Si je comprends bien, même si tu n’es plus dans les temps, tu iras au bout…
(Du tac o tac) Évidemment ! Tant que je n’aurais pas de problème physique majeur qui m’empêche de mettre un pied devant l’autre, je continuerai. Coûte que coûte. Car je veux montrer une belle image de la Corse, fière, résiliente, qui puise sa force dans de profondes valeurs d’amitié et de partage. Et vivre une aventure unique dont le souvenir nous marque au fer rouge avec les copains. La priorité, ce n’est pas le record, c’est la ligne d’arrivée ! Après si on peut passer sous les 31h06, on ne va pas se priver !
« Un ultra, c’est une sinusoïde. Rien ne sert de courir à l’économie, il faut courir à l’écoute de son corps à l’instant T. »
As-tu une stratégie définie ? Quel plan as-tu dessiné pour essayer de faire tienne cette marque mythique ?

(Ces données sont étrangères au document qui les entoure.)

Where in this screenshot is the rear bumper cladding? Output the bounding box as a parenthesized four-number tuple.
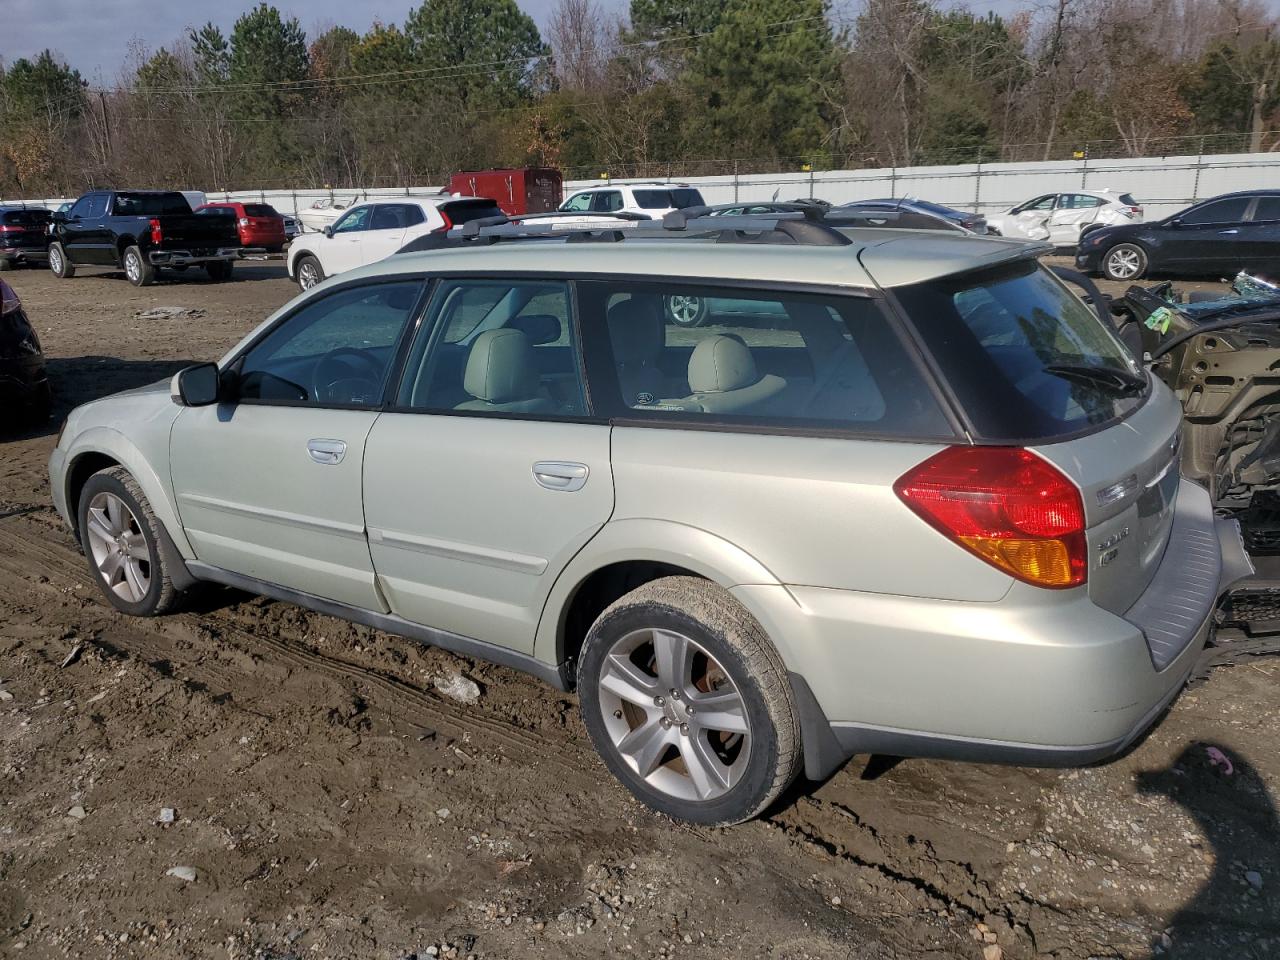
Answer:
(148, 247, 263, 265)
(791, 662, 1193, 780)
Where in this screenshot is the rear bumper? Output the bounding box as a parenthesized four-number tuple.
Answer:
(737, 479, 1237, 780)
(0, 247, 49, 264)
(148, 247, 263, 266)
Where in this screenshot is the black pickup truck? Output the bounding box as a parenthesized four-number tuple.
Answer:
(48, 190, 257, 286)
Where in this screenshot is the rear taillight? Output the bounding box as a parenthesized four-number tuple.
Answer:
(0, 224, 25, 234)
(0, 279, 20, 316)
(437, 210, 454, 232)
(1129, 206, 1142, 216)
(149, 218, 163, 244)
(894, 446, 1087, 589)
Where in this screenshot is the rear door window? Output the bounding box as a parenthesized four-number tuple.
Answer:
(632, 188, 705, 210)
(895, 260, 1147, 440)
(1250, 197, 1280, 222)
(113, 193, 191, 216)
(580, 280, 952, 437)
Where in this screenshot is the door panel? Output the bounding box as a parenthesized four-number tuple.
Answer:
(363, 417, 613, 652)
(171, 405, 384, 608)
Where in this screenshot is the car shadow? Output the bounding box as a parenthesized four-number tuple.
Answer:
(1136, 742, 1280, 957)
(72, 263, 285, 284)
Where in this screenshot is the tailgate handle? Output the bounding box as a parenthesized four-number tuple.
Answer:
(533, 461, 588, 492)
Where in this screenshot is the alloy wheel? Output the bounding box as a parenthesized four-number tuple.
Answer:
(597, 627, 751, 802)
(1106, 247, 1142, 280)
(666, 295, 706, 327)
(299, 262, 319, 289)
(49, 246, 62, 275)
(84, 492, 151, 603)
(124, 251, 141, 284)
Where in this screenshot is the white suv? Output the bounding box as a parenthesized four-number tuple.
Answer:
(288, 196, 501, 290)
(556, 182, 706, 222)
(987, 190, 1144, 247)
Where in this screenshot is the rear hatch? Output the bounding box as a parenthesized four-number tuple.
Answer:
(875, 247, 1179, 613)
(241, 204, 285, 240)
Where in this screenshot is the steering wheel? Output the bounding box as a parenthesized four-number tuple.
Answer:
(312, 347, 383, 404)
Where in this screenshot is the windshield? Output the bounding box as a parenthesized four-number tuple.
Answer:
(896, 260, 1146, 440)
(632, 188, 704, 210)
(113, 192, 192, 216)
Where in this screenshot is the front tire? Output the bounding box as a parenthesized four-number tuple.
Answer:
(295, 254, 324, 291)
(577, 576, 801, 825)
(1102, 243, 1148, 282)
(123, 245, 155, 286)
(77, 467, 182, 617)
(48, 243, 75, 278)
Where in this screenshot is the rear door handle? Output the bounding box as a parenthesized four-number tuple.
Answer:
(307, 438, 347, 464)
(533, 461, 589, 492)
(1218, 229, 1239, 235)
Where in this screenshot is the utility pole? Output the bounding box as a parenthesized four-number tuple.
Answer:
(99, 91, 112, 159)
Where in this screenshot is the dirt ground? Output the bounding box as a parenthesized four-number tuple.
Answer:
(1, 258, 1278, 960)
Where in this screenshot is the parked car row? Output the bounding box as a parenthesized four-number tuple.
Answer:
(49, 204, 1254, 827)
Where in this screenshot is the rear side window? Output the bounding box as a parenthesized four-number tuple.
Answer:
(581, 281, 951, 437)
(632, 188, 704, 210)
(1, 209, 51, 225)
(113, 193, 191, 216)
(441, 200, 502, 225)
(1252, 197, 1280, 222)
(1118, 193, 1138, 206)
(896, 260, 1147, 441)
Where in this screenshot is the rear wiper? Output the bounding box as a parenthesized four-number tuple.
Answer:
(1043, 363, 1147, 396)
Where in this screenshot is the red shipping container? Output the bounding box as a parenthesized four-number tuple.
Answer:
(448, 168, 563, 216)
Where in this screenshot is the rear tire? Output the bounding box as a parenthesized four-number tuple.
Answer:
(205, 260, 233, 281)
(0, 258, 12, 271)
(1102, 243, 1148, 282)
(577, 576, 801, 825)
(77, 467, 183, 617)
(296, 254, 324, 291)
(48, 243, 74, 278)
(123, 245, 155, 286)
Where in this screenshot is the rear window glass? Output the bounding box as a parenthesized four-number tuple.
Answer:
(632, 188, 704, 210)
(580, 280, 952, 437)
(896, 260, 1147, 440)
(1, 209, 51, 225)
(113, 193, 192, 216)
(242, 204, 277, 217)
(442, 201, 504, 225)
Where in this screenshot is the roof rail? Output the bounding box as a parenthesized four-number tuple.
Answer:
(396, 208, 856, 255)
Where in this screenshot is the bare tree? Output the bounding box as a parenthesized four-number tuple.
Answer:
(549, 0, 612, 91)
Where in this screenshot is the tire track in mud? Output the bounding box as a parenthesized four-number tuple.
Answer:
(0, 517, 601, 789)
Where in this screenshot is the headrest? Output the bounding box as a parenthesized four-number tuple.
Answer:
(463, 329, 539, 403)
(509, 313, 561, 345)
(688, 334, 759, 394)
(607, 296, 665, 365)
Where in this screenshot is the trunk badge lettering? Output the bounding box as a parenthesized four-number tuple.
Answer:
(1097, 475, 1138, 507)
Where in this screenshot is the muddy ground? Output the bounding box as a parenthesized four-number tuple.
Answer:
(1, 259, 1278, 960)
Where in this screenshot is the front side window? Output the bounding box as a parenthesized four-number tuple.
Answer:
(235, 281, 422, 407)
(1015, 195, 1055, 213)
(332, 206, 372, 233)
(581, 281, 951, 437)
(1180, 197, 1250, 225)
(561, 192, 593, 212)
(71, 194, 108, 219)
(397, 280, 585, 417)
(896, 260, 1146, 440)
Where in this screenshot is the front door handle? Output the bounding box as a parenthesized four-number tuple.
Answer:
(307, 438, 347, 465)
(1218, 229, 1239, 235)
(533, 461, 589, 492)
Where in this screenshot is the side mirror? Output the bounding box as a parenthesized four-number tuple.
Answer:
(171, 362, 221, 407)
(1168, 218, 1182, 228)
(322, 225, 334, 238)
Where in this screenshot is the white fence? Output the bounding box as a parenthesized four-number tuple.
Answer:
(9, 151, 1280, 221)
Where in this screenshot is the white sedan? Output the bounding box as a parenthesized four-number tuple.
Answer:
(287, 197, 501, 290)
(986, 190, 1143, 247)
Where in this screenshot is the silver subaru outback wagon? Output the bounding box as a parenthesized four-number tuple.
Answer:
(49, 211, 1250, 825)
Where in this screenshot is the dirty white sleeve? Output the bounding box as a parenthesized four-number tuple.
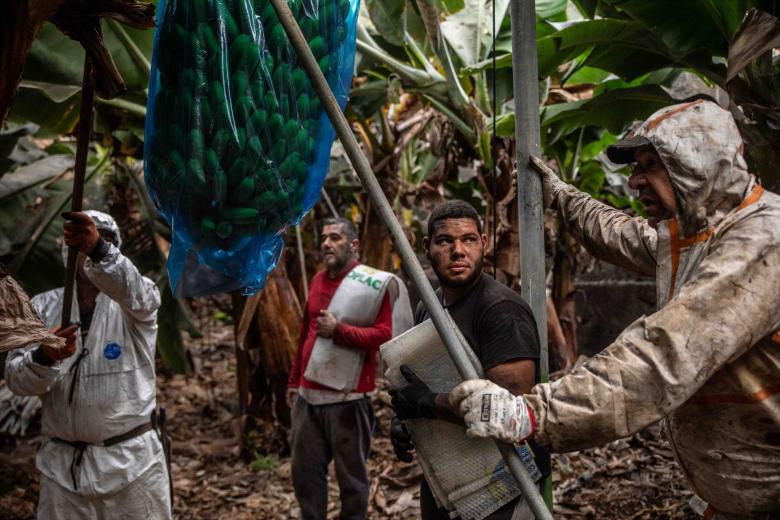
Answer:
(83, 244, 161, 324)
(556, 183, 658, 276)
(526, 216, 780, 452)
(4, 346, 62, 396)
(4, 292, 64, 396)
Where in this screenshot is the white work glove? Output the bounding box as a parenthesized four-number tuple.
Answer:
(527, 155, 568, 209)
(449, 380, 535, 445)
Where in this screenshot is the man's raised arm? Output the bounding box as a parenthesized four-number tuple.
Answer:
(530, 156, 658, 276)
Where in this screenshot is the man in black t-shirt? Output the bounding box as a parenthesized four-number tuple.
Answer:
(389, 200, 548, 520)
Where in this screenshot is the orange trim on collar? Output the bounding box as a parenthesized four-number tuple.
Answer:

On a élaboré les temps de passage par rapport aux précédentes tentatives, avec Jean-Marie Casanova, le maître du temps. Une tradition. C’est déjà lui qui avait fignolé les horaires de Guillaume Peretti, lors de son record (32h, en 2014). J’ai donc établi les temps de passage théoriques sur le papier, mais j’adapterai le Jour J, conscient que la réalité du terrain peut-être toute autre et qu’il faudra savoir s’adapter. Si je me sens bien à un moment, j’appuierai, car en ultra, il faut savoir capitaliser sur ces heures où tu as de bonnes jambes, quand elles sont là, puisqu’après le ravitaillement suivant, tu seras peut-être dans un creux. Un ultra, c’est une sinusoïde. Rien ne sert de courir à l’économie, il faut courir à l’écoute de son corps à l’instant T. J’aurais également des pacers qui auront chacun leur section définie et un objectif de temps pour la parcourir.
Comment te positionnes-tu par rapport au précédent record, établi par François D’Haene en 2016 ?
La lecture du record de François est assez limpide. Il avait couru avec une grande intelligence, peut-être également contraint par les conditions. Il avait pris le mauvais temps dans la partie Nord, mais était allé vraiment vite dans la seconde moitié Sud. Dans l’idéal, la stratégie serait donc de grappiller des minutes dans le Nord et de faire aussi bien que lui dans le Sud, car il avait envoyé sévère…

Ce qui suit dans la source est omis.